The International Criminal Tribunal for Rwanda (ICTR) has also incorporated rape into its statutes. In 2001, it became the first, and to date the only international tribunal to consider the acts of an accused person, guilty of rape, as a crime of genocide (i.e. used to commit genocide). The judgment against a former mayor, Jean-Paul Akayesu, considered rape and sexual assault to be acts of genocide insofar as they were committed with intent to wipe out the Tutsi ethnic group, in whole or in part.

The Rome Statute of the International Criminal Court (ICC), in force since July 2002, includes rape, sexual slavery, forced prostitution, forced pregnancy, forced sterilization or any other form of sexual violence of comparable gravity amongst crimes against humanity when committed in a widespread and systematic manner. The arrest warrants issued by the ICC include several charges of rape as both a war crime and a crime against humanity.

Finally, on 21 June 2016, the Congolese national Jean-Pierre Bemba was sentenced to 18 years in prison by the International Criminal Court for crimes against humanity concerning the rapes he ordered in the Central African Republic.

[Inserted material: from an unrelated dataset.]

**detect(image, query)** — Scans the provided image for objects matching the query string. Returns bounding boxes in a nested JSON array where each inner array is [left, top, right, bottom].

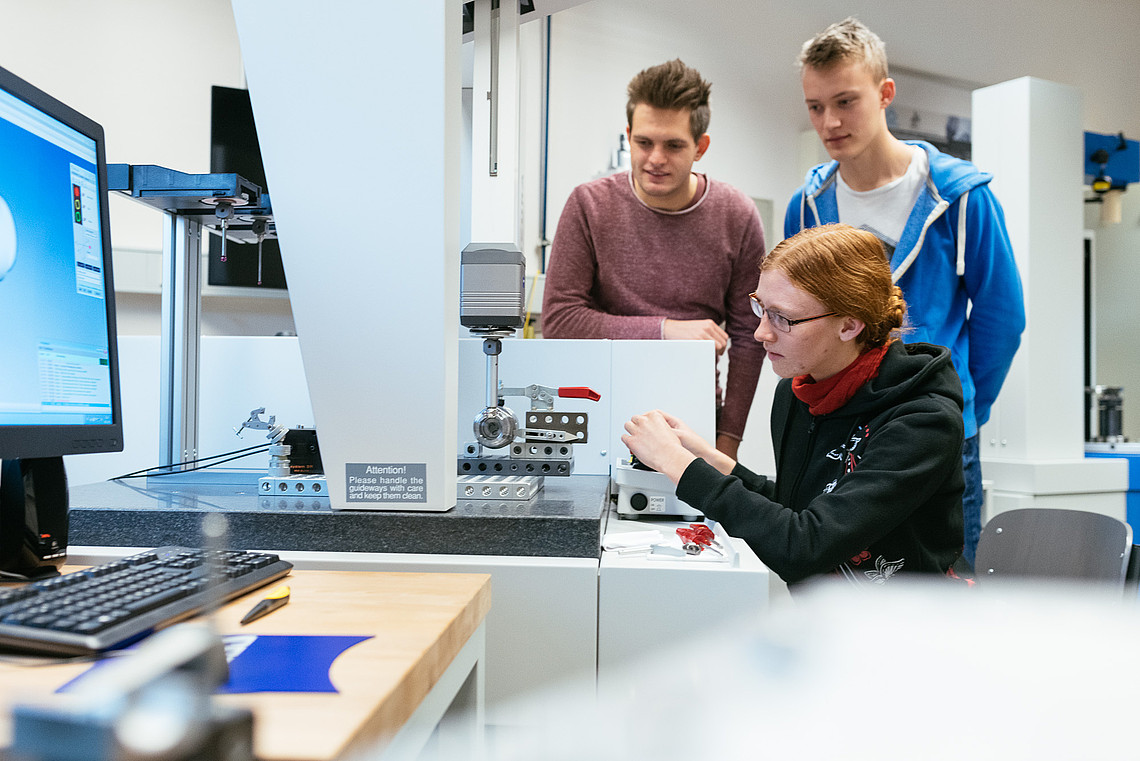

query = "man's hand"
[[663, 318, 729, 355]]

This is the first time that not only has the ICC taken up the issue of war rape, but it has also condemned Jean-Pierre Bemba in his capacity as commander and not as a direct perpetrator. This proves how war rape is not just a question of those who commit rape, but above all the question of those who order the use of this weapon as one would order the shooting of civilians. This historic decision opens the way to a better understanding of rape as a weapon of war that has nothing to do with a sexual drive.